Introducing Application Load Balancer (ALB)
Application Load Balancers (ALB) is a layer-7 software that is used to routing traffic to destinations such as containers, IP addresses, VMs or Lambda functions based on the header or message of the HTTP or HTTPS requests. ALBs are one of the important components of the modern microservices architecture and cloud-native applications.
Features of Application Load Balancers are:
- Distributes traffic requests to multiple instances of the same application.
- Requests can be evaluated and routed based on host, header, path etc.
- Serve external traffic and internal traffic in case of VPCs
- Supports HTTP, HTTPs, HTTP/2 and gRPC protocols.
- Redirecting to different target environments
Challenges of standard Application Load Balancers
If architects and DevOps are considering or using Kubernetes, then classic Application Load Balancers will have a lot of limitations while adopting and scaling their cloud-native applications. A few limitations are outline below:
- Since the ALB sits outside of the cluster, it cannot access applications in the cluster. Hence DevOps teams need to expose a certain service using NodePort, or direct POD access via specific Kubernetes CNI for ALB to access the applications it will load balance (refer the Fig A). In case some CNI does allow the access, then ALB can never access the application. In the case of the other strategy of opening Nodeport and sharing with the ALB, there is a risk of unnecessary exposure of all the applications in that node. So such strategies are a big NO for production.
- Architects would need to do some extra configurations to secure traffic from ALB to cluster.
- Configurations for implementing mTLS can be complex.
- Might end up using multiple Ingress controllers in certain scenarios, for e.g in multicluster or multicloud setup. There will be multiple network hops where ALB will connect with an Ingress controller which will severely deter the performance of the network with time.

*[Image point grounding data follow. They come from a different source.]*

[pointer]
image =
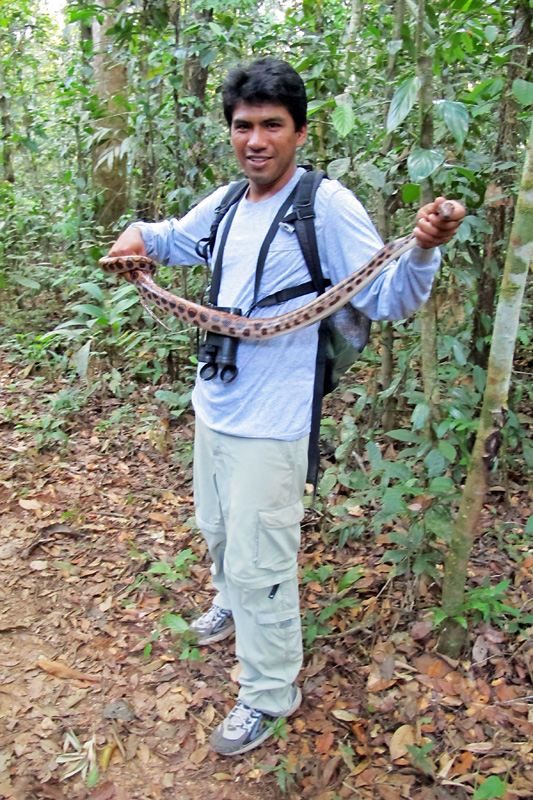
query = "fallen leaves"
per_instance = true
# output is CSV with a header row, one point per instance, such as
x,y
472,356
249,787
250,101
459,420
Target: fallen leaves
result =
x,y
60,670
403,737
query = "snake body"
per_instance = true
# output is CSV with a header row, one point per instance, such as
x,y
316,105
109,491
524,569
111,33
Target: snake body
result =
x,y
142,269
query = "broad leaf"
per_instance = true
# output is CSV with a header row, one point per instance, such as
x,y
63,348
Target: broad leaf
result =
x,y
343,119
491,788
523,91
402,102
491,33
456,118
349,578
410,192
174,623
423,163
435,463
81,359
94,290
419,416
339,167
29,283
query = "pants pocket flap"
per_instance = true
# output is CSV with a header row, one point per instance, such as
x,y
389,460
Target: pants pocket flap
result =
x,y
283,517
270,618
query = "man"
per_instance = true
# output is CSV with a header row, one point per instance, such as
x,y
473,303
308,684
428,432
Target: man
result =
x,y
252,434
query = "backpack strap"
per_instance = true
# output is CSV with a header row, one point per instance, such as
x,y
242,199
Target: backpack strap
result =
x,y
303,219
235,191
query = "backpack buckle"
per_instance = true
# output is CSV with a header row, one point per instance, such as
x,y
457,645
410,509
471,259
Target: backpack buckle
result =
x,y
304,212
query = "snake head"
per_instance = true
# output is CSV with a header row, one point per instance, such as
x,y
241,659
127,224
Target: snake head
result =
x,y
118,265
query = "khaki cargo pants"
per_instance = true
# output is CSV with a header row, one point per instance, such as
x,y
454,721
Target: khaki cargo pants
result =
x,y
248,499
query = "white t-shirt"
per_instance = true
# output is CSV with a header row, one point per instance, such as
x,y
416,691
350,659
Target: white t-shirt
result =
x,y
272,394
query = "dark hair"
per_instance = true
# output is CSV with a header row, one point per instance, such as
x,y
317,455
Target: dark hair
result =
x,y
267,80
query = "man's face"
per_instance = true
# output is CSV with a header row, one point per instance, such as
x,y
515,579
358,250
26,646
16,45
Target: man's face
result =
x,y
265,141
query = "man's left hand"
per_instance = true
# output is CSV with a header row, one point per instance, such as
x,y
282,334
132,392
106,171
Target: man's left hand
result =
x,y
432,229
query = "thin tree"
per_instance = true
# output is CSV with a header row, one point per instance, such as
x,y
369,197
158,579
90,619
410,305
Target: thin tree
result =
x,y
493,412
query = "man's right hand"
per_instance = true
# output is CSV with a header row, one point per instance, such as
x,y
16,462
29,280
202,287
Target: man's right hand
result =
x,y
129,243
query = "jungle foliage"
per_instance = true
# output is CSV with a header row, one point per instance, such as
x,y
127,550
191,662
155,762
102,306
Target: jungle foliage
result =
x,y
112,113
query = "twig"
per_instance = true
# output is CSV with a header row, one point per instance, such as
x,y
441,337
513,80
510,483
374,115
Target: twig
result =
x,y
363,625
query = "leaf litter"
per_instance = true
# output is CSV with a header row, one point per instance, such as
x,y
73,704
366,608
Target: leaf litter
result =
x,y
94,685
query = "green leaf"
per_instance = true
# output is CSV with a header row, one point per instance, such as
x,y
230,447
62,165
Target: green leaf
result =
x,y
174,623
410,192
29,283
81,359
404,436
419,416
402,102
339,167
490,788
435,463
89,309
92,777
523,91
456,118
491,33
349,578
422,163
94,290
448,450
343,119
372,175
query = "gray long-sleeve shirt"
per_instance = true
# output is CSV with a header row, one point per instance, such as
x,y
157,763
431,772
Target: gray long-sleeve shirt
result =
x,y
272,395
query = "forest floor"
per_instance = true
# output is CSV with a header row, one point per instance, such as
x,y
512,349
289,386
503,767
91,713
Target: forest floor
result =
x,y
84,647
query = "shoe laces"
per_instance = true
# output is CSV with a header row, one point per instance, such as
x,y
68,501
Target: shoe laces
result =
x,y
242,716
217,614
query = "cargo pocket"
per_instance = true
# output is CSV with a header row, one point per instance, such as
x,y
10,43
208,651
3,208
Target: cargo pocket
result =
x,y
279,537
281,637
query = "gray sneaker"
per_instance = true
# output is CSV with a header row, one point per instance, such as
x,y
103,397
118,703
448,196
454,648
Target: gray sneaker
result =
x,y
214,625
245,728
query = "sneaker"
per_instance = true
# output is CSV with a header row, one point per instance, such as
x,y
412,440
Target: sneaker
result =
x,y
214,625
245,728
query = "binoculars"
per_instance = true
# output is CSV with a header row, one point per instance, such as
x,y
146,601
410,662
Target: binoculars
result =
x,y
219,352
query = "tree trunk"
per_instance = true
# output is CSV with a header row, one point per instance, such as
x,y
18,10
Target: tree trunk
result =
x,y
500,211
387,333
428,314
109,173
7,130
493,411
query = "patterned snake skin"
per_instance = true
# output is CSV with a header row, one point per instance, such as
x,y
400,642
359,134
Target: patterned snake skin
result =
x,y
142,269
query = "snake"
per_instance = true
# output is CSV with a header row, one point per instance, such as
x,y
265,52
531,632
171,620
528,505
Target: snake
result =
x,y
142,269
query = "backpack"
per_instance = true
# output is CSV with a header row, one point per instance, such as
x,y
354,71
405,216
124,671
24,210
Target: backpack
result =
x,y
342,337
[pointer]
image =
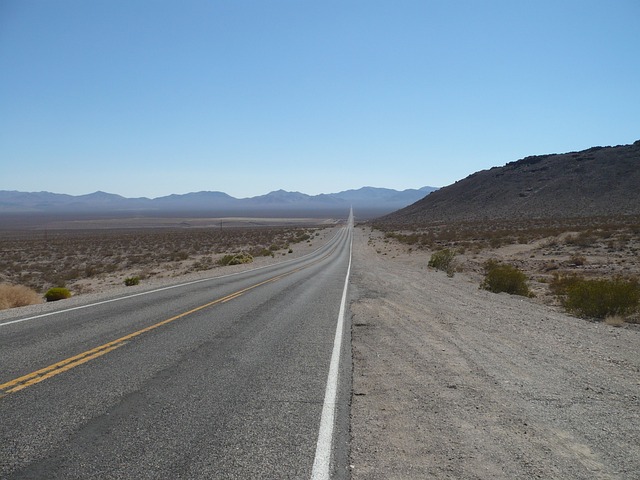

Refer to the below image to get an idea about a real-life implementation of load balancers with Kubernetes workloads.
Fig A: Working architecture of load balancers in Kubernetes workloads
Introduction to Istio service mesh
Istio service mesh is the answer to all the problems in the modern architecture where microservices are deployed into Kubernetes. Istio is the open source service mesh which abstracts the communication out of the microservices architecture. You can achieve advanced networking and implement zero trust security using Istio very easily. Istio service mesh has 3 major components:
- Data plane: Istio injects a light-weight side-car proxy based on Envoy. The Envoy proxy supports L7 and L4 layers of request and all the networking and security can be achieved selectively by Istio.
- Control plane: Istio offers a central plane from which all the network (such as load balancing) and security policies (such mTLS)can be implemented at the edge and the data plane level.
- Ingress Gateway: Istio provides an Ingress Gateway by default to handle the traffic at the edge. You can implement all the advanced networking (retries, timeouts, failover, etc.) including load balancing using Istio Ingress Gateway.